We have the following quadratic equation:
$2x^2-\sqrt{3}x-1=0$ with roots $x_1$ and $x_2$.
I have to find $x_1^2+x_2^2$ and $|x_1-x_2|$.
First we have: $x_1+x_2=\dfrac{\sqrt{3}}{2}$ and $x_1x_2=-\dfrac{1}{2}$
So $x_1^2+x_2^2=(x_1+x_2)^2-2x_1x_2=\dfrac{7}{4}$
Can someone help me with the second one?
I forgot to tell that solving the equation is not an option in my case.
On
Well, you know that, by the Quadratic Formula, $\displaystyle x = \frac{-b \pm \sqrt{b^2-4ac}}{2a}$, so the difference between the two roots is $\frac{1}{a}\sqrt{b^2-4ac}=\frac{1}{a}\sqrt{3+4(2)(1)}=\frac{1}{2}\sqrt{11}$
On
Note that: if $a,b,c \in \mathbb{R}$ and $a\ne0$, if $ax^2+bx+c=0$, then $x_{1,2}=\frac{-b\pm\sqrt{b^2-4ac}}{2a}$
$2x^2-\sqrt{3}x-1=0$,
solving, we get: $x_{1,2}=\frac{\sqrt{3}\pm\sqrt{3-4\cdot2\cdot(-1)}}{2\cdot2}=\frac{\sqrt{3}\pm\sqrt{11}}{4}$
The required expression, $x_1^2+x_2^2=(\frac{\sqrt{3}+\sqrt{11}}{4})^2+(\frac{\sqrt{3}-\sqrt{11}}{4})^2=\frac{3+2\sqrt{33}+11+3-2\sqrt{33}+11}{16}=\frac{7}{4}$.
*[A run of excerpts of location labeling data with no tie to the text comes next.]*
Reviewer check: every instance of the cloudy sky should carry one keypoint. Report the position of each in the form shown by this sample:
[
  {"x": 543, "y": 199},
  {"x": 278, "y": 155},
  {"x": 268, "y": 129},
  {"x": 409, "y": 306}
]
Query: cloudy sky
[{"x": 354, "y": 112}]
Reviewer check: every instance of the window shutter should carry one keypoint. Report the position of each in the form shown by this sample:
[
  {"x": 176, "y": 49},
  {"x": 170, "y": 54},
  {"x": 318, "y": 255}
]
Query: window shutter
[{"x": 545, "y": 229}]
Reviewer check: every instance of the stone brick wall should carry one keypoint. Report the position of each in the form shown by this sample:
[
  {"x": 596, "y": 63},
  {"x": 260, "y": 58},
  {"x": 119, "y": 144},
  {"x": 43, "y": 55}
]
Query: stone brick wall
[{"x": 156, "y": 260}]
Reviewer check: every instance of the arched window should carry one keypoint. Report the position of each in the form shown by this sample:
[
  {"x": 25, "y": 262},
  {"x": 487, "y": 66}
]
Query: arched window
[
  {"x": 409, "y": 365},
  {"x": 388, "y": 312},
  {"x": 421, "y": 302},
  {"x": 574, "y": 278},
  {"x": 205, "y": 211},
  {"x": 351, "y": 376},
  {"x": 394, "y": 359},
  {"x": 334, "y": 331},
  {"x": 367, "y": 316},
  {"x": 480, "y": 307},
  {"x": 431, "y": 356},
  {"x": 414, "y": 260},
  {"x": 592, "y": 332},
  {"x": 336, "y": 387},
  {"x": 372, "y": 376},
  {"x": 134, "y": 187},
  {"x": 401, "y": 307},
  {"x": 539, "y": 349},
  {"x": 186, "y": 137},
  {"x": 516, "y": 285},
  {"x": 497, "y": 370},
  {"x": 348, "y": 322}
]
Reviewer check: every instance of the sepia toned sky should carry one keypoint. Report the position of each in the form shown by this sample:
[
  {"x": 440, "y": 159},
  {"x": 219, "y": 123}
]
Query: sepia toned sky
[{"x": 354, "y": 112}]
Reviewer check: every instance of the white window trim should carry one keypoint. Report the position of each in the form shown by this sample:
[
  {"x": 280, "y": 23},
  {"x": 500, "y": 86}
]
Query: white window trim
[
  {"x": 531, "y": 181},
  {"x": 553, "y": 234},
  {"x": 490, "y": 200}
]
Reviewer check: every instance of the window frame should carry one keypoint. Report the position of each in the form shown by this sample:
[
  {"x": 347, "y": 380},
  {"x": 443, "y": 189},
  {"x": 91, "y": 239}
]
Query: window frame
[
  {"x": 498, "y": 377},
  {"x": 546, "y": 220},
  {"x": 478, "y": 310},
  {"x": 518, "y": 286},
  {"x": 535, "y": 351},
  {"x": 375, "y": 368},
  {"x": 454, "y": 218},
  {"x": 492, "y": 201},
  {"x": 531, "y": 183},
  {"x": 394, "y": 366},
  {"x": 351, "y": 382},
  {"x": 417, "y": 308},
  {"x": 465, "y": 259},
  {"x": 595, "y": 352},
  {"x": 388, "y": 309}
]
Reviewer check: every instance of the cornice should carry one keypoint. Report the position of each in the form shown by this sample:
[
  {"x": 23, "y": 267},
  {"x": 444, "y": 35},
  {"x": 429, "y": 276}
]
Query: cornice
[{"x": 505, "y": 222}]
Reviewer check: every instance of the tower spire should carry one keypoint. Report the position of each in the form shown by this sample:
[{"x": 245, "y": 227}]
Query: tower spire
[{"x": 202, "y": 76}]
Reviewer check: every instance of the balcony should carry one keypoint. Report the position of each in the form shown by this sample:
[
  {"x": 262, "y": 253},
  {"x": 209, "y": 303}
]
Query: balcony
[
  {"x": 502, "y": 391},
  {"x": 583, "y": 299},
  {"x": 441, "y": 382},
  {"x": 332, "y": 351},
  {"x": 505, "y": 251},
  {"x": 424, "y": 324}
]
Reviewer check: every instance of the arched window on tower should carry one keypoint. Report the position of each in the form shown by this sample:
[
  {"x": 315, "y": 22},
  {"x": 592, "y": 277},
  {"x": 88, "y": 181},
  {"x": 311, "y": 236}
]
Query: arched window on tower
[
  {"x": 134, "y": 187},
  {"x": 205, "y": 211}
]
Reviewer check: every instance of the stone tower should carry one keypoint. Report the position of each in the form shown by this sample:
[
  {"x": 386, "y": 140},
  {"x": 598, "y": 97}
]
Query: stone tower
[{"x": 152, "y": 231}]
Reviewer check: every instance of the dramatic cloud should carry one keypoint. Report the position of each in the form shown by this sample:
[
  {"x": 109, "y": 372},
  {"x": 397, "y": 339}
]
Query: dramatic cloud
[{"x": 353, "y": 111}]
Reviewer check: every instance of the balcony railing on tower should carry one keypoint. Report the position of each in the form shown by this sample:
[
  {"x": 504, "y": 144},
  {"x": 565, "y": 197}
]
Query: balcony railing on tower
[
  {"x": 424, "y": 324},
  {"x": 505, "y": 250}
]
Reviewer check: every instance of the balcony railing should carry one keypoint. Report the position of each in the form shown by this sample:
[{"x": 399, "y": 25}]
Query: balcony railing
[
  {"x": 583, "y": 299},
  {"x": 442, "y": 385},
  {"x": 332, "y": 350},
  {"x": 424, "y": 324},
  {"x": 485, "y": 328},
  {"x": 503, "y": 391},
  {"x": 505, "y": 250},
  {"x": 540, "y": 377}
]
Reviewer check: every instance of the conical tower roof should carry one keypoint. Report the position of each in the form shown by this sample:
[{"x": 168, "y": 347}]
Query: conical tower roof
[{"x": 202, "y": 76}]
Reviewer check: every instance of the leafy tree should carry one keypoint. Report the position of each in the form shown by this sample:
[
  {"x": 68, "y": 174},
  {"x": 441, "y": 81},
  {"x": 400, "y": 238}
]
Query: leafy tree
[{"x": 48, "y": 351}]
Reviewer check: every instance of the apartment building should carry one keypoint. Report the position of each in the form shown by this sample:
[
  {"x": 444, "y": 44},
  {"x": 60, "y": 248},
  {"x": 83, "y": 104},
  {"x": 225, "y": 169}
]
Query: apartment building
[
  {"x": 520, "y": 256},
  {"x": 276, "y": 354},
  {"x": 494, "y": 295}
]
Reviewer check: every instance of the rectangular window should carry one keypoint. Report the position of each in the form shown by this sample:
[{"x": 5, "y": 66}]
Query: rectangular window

The second required expression, $|x_1-x_2|=|\frac{\sqrt{3}+\sqrt{11}}{4}-\frac{\sqrt{3}-\sqrt{11}}{4}|=|\frac{\sqrt{3}+\sqrt{11}-\sqrt{3}+\sqrt{11}}{4}|=|\frac{\sqrt{11}}{2}|=\frac{\sqrt{11}}{2}$.
Evaluate
$$(x_1-x_2)^2= x_1^2+x_2^2 - 2x_1x_2=\dfrac{7}{4}-2(-\frac 12) = \frac{11}{4} $$
Thus, $|x_1-x_2|=\frac{\sqrt{11}}{2}$.